COLUMBUS, Miss. (AP) - Starting April 15, a system that will end face-to-face contact between families and inmates at a Mississippi prison may also help those inmates see their families more often.

Four kiosks outside jail administrators’ offices at Lowndes County Sheriff’s Office will soon be the primary way inmates’ family members can talk to them, a system that jail personnel say will make visits more efficient, The Commercial Dispatch reported.

The kiosks are basically an expansion of a system, similar to Skype, that’s been in use since 2015 at the Lowndes County Adult Detention Center, said Capt. Ryan Rickert. Using the website, www.smartjailmail.com , which is run by Smart Communications, inmates and their families have been able to log in and exchange emails and photos monitored by jail personnel. The website also provides a way for relatives to stay in touch with jail staff.

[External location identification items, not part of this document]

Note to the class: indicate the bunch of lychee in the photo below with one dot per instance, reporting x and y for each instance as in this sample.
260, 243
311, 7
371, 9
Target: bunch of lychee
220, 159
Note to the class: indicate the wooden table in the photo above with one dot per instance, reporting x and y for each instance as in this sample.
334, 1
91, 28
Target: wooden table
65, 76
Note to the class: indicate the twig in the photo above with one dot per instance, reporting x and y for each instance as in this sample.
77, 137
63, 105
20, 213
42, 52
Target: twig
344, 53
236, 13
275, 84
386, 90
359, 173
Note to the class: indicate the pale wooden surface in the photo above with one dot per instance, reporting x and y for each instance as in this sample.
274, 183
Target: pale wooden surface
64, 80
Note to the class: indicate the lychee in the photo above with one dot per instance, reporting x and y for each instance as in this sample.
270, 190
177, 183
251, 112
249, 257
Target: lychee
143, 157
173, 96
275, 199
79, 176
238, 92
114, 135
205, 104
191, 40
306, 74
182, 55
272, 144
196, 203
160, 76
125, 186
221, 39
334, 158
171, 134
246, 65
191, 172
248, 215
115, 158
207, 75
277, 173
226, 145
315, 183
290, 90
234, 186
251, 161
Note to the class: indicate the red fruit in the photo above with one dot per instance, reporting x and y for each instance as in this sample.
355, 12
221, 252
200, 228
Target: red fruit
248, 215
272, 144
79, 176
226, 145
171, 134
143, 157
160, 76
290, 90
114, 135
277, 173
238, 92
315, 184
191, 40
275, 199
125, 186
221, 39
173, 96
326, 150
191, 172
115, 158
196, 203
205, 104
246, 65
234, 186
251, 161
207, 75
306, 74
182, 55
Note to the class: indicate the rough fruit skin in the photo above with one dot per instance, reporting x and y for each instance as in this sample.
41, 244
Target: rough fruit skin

Now, Smart Communications also offers video visitation. Family members and inmates log on with their own identification codes and speak to each other through video. Families can even visit remotely that way, Rickert said, by logging on from their homes on their personal computers or phones.

“The inmates have the same system in each dayroom, so they’ll be able to communicate with their family,” Rickert said. “They’ll be able to do it on-site here at no cost. They can do it remote through a website portal at a cost, but it will allow them to visit with more than just one person.”

The new policy is one of several technical updates the jail is implementing, said Rickert, including updates to the camera and monitoring systems throughout the facility.

“That’s going to open up an opportunity for an inmate to visit with their whole family,” Chief Deputy Greg Wright said. “They’ll all get on there and they don’t even have to come up here to do it. They can stay home and do it. But on the flip side of that, what it helps us with is it cuts down on manpower usage of escorting people upstairs where we used to have to have visitation. Not only that, it’s going to cut down on the inmate movement within the facility, which can become a security problem.”

Currently visitations are all scheduled over weekends, and inmates can only visit with two people at a time either Saturday or Sunday.

With the kiosks, Rickert said, inmates can have up to two on-site visitations per week, as well as one remote visit per week. Those visits will be scheduled Monday through Friday from 8 a.m.-5 p.m.

Family members can schedule the meetings online, which the jail administrators monitor, Rickert said. All on-site visits are 15 minutes, while a remote visit can be 30 minutes.

It costs about 50 cents per minute to visit an inmate remotely through the portal, Rickert said. The on-site visits are free, but Wright and Rickert pointed out it still may be cheaper to visit remotely for a family member who lives far away from the jail.

“When you start looking at it at first, say we’ve got family in Memphis,” Rickert said. “It would be a lot cheaper to visit while I’m sitting in my house at Memphis versus paying gas and driving all the way down here.”

The other benefit to remote visits is that inmates can see more than two people at a time, Wright and Rickert said.

“If you look at Christmas for example, somebody who hasn’t seen their loved one in quite some time, but isn’t in town long enough to come, you can have this visit with one phone, pass the phone around and get to visit with them,” Rickert said.